During this week-long event, Fancy attended the GIMAC Training of Young Women and Girls, a capacity-strengthening session aimed at growing the advocacy and lobbying potential of young, African leaders. As a recent law school graduate, she was interested in learning about the laws in place under the Maputo Protocol, which states that access to nutritious food is a protected human right (Article 15; Right to Food Security). She and her colleagues discussed the gaps in the implementation of existing laws and noted that theory does not protect against food insecurity, especially for vulnerable women and girls living in resource-scarce communities. Collectively, they recognized and agreed that most people do not have a basic understanding of laws and policies, and therefore cannot use them to their benefit. Fancy shared, “Citizens should own the law—not the state only. This is best practiced by continuously sensitizing people about human rights and the laws that are there to protect them.” A key suggestion was to use cross-cutting data and research to improve institutional memory, as data is used to influence policies and best practices.
The official pre-summit events covered a variety of topics, ranging from the impacts of unpaid care and domestic work, to gender transformative climate actions, to sexual and reproductive health and its relationship with nutrition outcomes. Conversations focused on building a resilient Africa through gender inclusion, and how this would directly benefit education, nutrition, food security, and health initiatives as a whole. Fancy shed light on how lack of bodily autonomy and nutrition are in close relationship to one another;
“ If women still don’t have power over their bodies and reproductive rights, then hurdles to nutrition for them is higher to jump over and they will continue to give birth to a large family and fail in feeding them. Also, since their husbands [male partners] still assume power over their bodies, he will dictate how she feeds and nourishes herself, which is limiting to her holistic well-being.”

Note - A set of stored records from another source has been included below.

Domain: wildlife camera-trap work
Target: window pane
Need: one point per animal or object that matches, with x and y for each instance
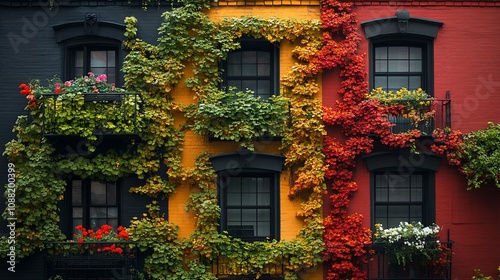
(249, 70)
(97, 193)
(380, 65)
(249, 57)
(397, 82)
(381, 53)
(398, 65)
(398, 52)
(111, 194)
(98, 59)
(76, 193)
(415, 53)
(415, 82)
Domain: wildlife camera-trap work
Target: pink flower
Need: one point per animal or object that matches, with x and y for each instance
(101, 78)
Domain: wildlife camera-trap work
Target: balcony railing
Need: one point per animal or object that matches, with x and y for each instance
(421, 119)
(225, 268)
(90, 260)
(420, 268)
(84, 114)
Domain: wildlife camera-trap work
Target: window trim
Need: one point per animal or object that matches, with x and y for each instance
(250, 43)
(86, 189)
(274, 207)
(405, 162)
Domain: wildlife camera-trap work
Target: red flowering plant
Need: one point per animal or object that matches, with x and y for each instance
(104, 240)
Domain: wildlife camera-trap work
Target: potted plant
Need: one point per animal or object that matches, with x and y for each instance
(408, 242)
(415, 106)
(239, 116)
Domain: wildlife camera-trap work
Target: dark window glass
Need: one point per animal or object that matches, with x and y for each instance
(399, 198)
(249, 206)
(96, 59)
(94, 203)
(252, 68)
(397, 66)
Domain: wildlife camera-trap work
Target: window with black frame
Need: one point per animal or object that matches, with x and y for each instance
(398, 65)
(249, 206)
(253, 67)
(400, 198)
(94, 203)
(98, 59)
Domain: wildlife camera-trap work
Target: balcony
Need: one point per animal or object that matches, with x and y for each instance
(430, 114)
(73, 117)
(82, 261)
(230, 269)
(420, 268)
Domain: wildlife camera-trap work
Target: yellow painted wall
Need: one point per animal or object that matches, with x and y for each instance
(195, 144)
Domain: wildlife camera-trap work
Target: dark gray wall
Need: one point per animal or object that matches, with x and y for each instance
(28, 50)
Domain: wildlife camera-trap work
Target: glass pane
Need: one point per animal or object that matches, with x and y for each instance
(77, 212)
(397, 82)
(398, 65)
(76, 193)
(235, 83)
(415, 212)
(381, 53)
(233, 215)
(380, 65)
(97, 193)
(111, 194)
(400, 211)
(399, 194)
(264, 88)
(249, 57)
(234, 70)
(398, 52)
(248, 215)
(264, 199)
(249, 199)
(233, 199)
(234, 58)
(112, 212)
(79, 59)
(381, 194)
(381, 82)
(98, 59)
(98, 212)
(249, 70)
(264, 70)
(111, 58)
(415, 82)
(249, 185)
(263, 229)
(251, 85)
(415, 66)
(264, 215)
(415, 53)
(264, 57)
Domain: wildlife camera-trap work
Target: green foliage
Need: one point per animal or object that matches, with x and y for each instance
(239, 116)
(480, 156)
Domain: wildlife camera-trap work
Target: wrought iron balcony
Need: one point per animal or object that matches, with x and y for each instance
(420, 268)
(90, 260)
(87, 114)
(228, 269)
(427, 115)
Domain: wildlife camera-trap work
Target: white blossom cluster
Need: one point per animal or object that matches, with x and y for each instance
(413, 235)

One of the most transformative moments for Fancy was during a youth-only session called Nanga. The format of the session was informal and light, creating space for open dialoguing between the young women, all of who come from diverse backgrounds and experiences throughout the continent. She noted that, in Uganda, the ‘right’ to food is unjust and unfair — how where you live, cultural background, family unit structure, mental health, income level, and even educational status play a huge role in nutrition outcomes.
Fancy stresses that, as advocates of gender justice, we need to “endlessly make noise against all of the oppressive power structures women are faced with. We need to strongly call out the government and dismantle patriarchal systems for limiting women and with equivalent energy support women in agriculture and food production.” After this week of knowledge-sharing and inspiration, Fancy has come to appreciate the concept of nutrition as justice, and as food systems—and those working within these systems—as vital and interconnected to everything we do.

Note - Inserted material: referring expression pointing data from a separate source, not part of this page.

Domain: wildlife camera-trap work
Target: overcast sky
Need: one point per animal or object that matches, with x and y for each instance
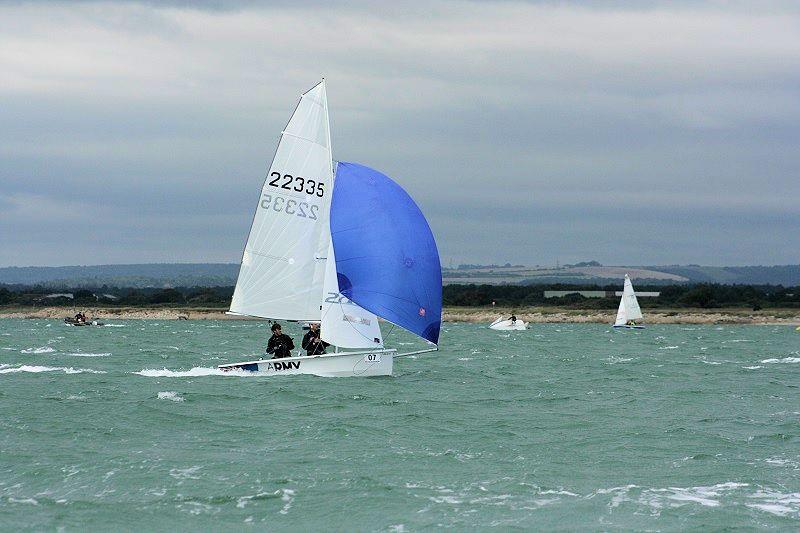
(631, 132)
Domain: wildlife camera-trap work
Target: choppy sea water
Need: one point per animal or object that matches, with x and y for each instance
(558, 427)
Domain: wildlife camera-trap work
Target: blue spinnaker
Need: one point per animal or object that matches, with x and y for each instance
(386, 257)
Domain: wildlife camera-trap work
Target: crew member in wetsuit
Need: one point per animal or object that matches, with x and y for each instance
(279, 345)
(312, 344)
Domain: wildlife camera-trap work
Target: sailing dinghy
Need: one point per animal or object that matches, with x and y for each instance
(339, 244)
(629, 311)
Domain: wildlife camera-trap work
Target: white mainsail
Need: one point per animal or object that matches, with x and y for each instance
(628, 305)
(621, 320)
(345, 324)
(282, 269)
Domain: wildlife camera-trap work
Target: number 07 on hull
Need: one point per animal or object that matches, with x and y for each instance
(340, 244)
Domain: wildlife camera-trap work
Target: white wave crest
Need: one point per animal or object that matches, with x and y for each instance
(42, 349)
(170, 395)
(784, 360)
(197, 371)
(37, 369)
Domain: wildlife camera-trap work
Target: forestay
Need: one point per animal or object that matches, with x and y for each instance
(283, 264)
(386, 257)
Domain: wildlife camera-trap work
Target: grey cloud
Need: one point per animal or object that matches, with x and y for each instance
(526, 131)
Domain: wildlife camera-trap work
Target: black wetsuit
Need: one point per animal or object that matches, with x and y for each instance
(280, 346)
(313, 348)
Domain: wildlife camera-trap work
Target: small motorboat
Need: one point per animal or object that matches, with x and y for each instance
(72, 321)
(507, 324)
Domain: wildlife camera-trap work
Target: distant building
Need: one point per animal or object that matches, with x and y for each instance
(598, 294)
(585, 294)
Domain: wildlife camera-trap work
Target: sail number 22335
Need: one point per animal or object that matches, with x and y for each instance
(296, 184)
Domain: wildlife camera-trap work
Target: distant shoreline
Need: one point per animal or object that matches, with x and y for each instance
(536, 315)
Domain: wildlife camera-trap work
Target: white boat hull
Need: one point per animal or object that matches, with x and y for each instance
(507, 325)
(344, 364)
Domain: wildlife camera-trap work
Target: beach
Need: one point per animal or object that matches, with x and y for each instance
(535, 315)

Acknowledgments from Fancy
I extend my gratitude to the She Leads Consortium in Uganda for challenging me once more to represent my fellow young women and girls in such a meeting. Many thanks to Girl Up Initiative Uganda, my home of mentorship, for continuously keeping me in the system of advocacy and awareness creation, as well as youth leadership. To Terre des Hommes, the Netherlands for fully funding my trip to Ethiopia, plus the provision of a wonderful chaperon— one who always gave me a seat at every table—thank you, Sophie Nabukenya.